第3話ぼくとヤクザ
西成には暴力団の事務所があった。暴力団対策法の施行されるずっと昔の話である。子供心に一般の労働者と直ぐに見分けがついた。ヤクザは清潔で、身なりもきちんとしている。労働者は何時洗ったかわからない、汗と埃にまみれた服装なので匂いでわかるのだ。事務所の前には常に2,3人の組員が交代で番をしている。僕と悪友は何時もそこから西成の探検に行くのであった。ある日、事件が起こった。
「ボク、こっちへ来てみい」
見張りをしているヤクザが僕たちを誘っている。流石にヤクザは僕たちも怖い。それでもヤクザたちは優しく誘ってくれる。その時は確か3人位であったが腹を据えて事務所に入ってみる事にした。
「ボウズ、ここに座りな」
高級そうなソファに座れと言うのだ。しかし僕たちは汗みどろなので気が引けた。部屋はクーラーで快適だった。
「汚れるのは気にせんでええ」
一番偉いように思えるヤクザがそう言うので座った。腰が沈む。
「キミ達、ミックスジュースでええな」
そうヤクザが言うのでハイ!と元気よく答えたのであった。しばらくすると喫茶店のお姉さんらしき人がお盆でミックスジュースを持ってきた。今でもこの事は鮮明に覚えている。

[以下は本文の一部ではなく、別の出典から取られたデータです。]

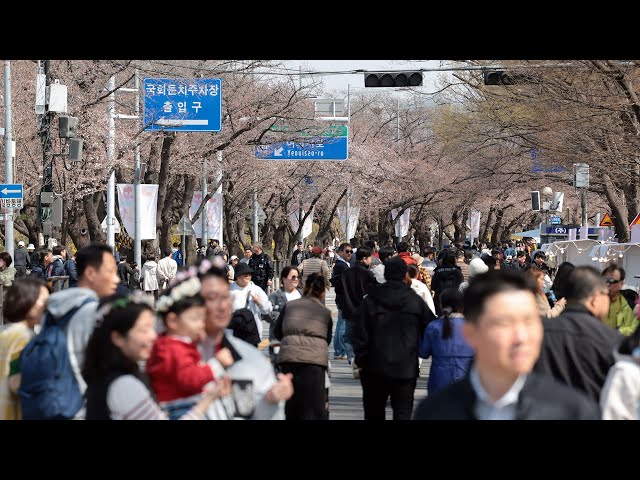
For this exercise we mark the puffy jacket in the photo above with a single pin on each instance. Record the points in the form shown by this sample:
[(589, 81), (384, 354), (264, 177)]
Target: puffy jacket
[(451, 357), (388, 326)]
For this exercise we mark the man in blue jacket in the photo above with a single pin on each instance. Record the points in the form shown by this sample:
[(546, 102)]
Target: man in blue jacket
[(503, 326)]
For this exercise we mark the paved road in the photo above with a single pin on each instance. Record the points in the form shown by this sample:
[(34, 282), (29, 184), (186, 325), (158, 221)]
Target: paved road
[(345, 394)]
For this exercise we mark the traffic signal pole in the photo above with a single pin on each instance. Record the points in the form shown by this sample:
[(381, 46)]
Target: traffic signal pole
[(8, 158)]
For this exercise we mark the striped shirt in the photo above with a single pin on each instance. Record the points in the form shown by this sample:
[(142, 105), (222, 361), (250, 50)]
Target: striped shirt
[(129, 399)]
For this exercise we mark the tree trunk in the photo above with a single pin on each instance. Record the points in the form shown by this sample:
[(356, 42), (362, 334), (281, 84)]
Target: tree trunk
[(90, 203), (619, 210), (485, 231)]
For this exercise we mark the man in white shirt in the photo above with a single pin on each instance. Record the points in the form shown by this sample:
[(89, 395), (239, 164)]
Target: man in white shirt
[(167, 269), (245, 293)]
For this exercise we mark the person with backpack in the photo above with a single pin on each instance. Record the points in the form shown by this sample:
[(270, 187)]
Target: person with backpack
[(258, 393), (54, 389), (262, 267), (24, 305), (249, 300), (71, 269), (304, 329), (117, 389), (177, 255)]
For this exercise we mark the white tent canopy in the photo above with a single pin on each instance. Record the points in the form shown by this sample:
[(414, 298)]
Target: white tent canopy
[(535, 234)]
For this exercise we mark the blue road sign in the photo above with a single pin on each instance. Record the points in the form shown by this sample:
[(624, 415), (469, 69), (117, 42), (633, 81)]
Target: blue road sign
[(11, 195), (564, 230), (331, 148), (183, 105)]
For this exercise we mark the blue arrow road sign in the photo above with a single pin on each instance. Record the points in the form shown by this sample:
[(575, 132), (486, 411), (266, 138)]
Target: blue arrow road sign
[(11, 195), (183, 105), (332, 148), (10, 190)]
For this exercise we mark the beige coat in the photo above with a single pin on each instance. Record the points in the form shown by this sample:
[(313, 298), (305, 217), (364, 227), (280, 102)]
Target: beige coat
[(543, 307)]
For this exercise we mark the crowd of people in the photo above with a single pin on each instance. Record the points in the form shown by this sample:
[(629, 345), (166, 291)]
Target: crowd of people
[(508, 336)]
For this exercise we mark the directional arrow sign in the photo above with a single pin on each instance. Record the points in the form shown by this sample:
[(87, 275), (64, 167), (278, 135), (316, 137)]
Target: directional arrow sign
[(11, 190), (331, 143), (11, 195)]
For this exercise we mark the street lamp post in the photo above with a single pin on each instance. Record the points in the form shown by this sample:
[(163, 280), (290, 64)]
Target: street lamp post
[(547, 193)]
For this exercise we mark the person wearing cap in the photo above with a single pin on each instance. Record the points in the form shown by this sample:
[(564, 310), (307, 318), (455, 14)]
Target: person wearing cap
[(386, 331), (34, 257), (299, 255), (21, 260), (262, 267), (315, 264), (247, 294), (233, 263)]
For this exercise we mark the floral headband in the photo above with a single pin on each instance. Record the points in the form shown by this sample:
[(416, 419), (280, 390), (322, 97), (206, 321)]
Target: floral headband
[(138, 297), (186, 284)]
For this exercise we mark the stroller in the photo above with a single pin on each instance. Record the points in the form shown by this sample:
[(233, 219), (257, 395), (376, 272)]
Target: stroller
[(274, 349)]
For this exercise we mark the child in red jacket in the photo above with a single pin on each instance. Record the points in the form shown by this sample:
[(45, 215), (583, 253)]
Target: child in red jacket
[(175, 366)]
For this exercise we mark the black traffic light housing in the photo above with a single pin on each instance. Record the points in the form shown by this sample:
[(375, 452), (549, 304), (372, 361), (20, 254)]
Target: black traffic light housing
[(393, 79), (498, 77)]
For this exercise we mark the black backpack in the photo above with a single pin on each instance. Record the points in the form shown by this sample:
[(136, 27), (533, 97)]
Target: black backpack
[(243, 324)]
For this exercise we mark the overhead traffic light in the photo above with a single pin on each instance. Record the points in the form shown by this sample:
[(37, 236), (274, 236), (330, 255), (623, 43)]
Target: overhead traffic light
[(393, 79), (498, 77)]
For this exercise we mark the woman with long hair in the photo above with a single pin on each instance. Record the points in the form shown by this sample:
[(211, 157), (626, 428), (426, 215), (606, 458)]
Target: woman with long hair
[(559, 285), (116, 387), (541, 299), (443, 341), (24, 304), (620, 396), (304, 330)]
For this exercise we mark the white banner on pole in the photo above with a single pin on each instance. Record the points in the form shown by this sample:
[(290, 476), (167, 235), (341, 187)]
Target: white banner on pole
[(294, 219), (213, 210), (475, 223), (354, 215), (402, 223), (148, 209)]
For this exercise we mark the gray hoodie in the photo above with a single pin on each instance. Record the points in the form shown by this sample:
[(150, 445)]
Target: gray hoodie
[(80, 326)]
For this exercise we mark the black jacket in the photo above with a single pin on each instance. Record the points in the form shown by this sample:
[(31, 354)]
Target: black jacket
[(577, 349), (21, 258), (339, 267), (541, 398), (354, 283), (446, 277), (124, 272), (388, 324), (294, 258), (38, 271), (263, 268)]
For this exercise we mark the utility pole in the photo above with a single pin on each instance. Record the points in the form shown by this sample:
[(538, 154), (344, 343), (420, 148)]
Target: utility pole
[(204, 187), (219, 190), (583, 203), (137, 190), (255, 210), (47, 156), (111, 148), (347, 214), (8, 155)]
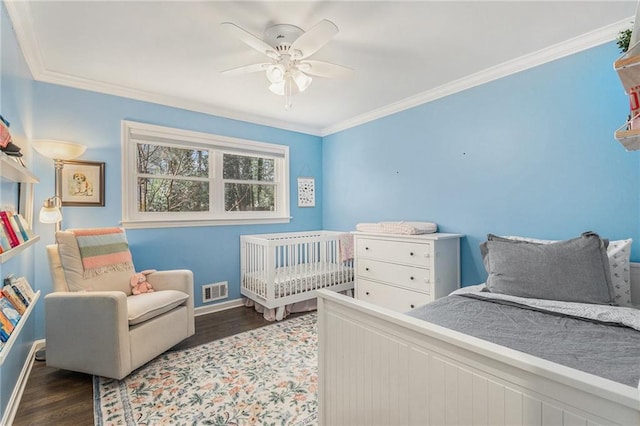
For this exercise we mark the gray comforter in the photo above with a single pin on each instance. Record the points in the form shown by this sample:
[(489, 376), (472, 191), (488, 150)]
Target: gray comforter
[(604, 349)]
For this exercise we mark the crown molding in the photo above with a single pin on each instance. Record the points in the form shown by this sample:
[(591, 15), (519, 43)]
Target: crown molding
[(20, 15), (21, 19), (557, 51)]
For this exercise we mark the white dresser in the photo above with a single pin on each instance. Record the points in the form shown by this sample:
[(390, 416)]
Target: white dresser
[(402, 272)]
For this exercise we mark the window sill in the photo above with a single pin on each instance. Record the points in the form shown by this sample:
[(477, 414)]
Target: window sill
[(141, 224)]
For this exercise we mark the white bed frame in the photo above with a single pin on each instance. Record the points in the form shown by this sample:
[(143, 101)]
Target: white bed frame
[(381, 367)]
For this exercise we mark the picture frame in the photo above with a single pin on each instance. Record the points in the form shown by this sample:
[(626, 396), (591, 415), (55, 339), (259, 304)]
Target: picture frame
[(82, 184), (306, 192)]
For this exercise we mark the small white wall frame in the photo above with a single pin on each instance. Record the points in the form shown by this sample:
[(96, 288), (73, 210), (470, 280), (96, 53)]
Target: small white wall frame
[(306, 192)]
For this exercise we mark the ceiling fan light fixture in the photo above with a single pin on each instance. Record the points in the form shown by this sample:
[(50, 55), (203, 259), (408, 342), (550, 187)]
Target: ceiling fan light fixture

「姉ちゃん、前のコーヒー、ぬるかったで。熱くしてくれや」
はい、承知しましたとお姉さんは事務所から消えた。僕たちの前にミックスジュースが並ぶ。
「飲んでええで」
勧められるまま飲んだ。美味しかった。当時でもミックスジュースは400円位したのではないか。子供には高価な飲み物であった。
「キミらを事務所に呼んだのも訳があるんや」
ヤクザの偉い人らしき人が語り始めた。事務所の前で番をするヤクザと監視カメラに映る僕達を見て事務所の偉い人が気を止めたのだという。
「僕達、なんで西成に来るんや」
当時はファミコンが子供達を狂乱させていた。しかし僕を含む悪友たちは西成を取った。この猥雑とした街が好きだったのである。いつも夕方になると事務所前を通る僕達が気になったのだろう、声を掛けてみようとなったらしい。
「ボウズ、西成の何が楽しい」
「ホルモン焼きが美味しいからです」
どっとヤクザたちが笑った。僕達にはどこが笑いどころだったのか理解できない。
「ほうか、ようわかった。ミックスジュース、ワシのおごりや。味わってな」
そうして雑談になった。なぜかそこには奇妙な連帯感があったように覚えている。西成を生業とする者とそうではない者。その間に僕たちは居たのだろうと思う。それからも僕たちはその事務所の前を気にせず通った。顔なじみのヤクザには挨拶もした。今、あの人達はどうしているだろうか?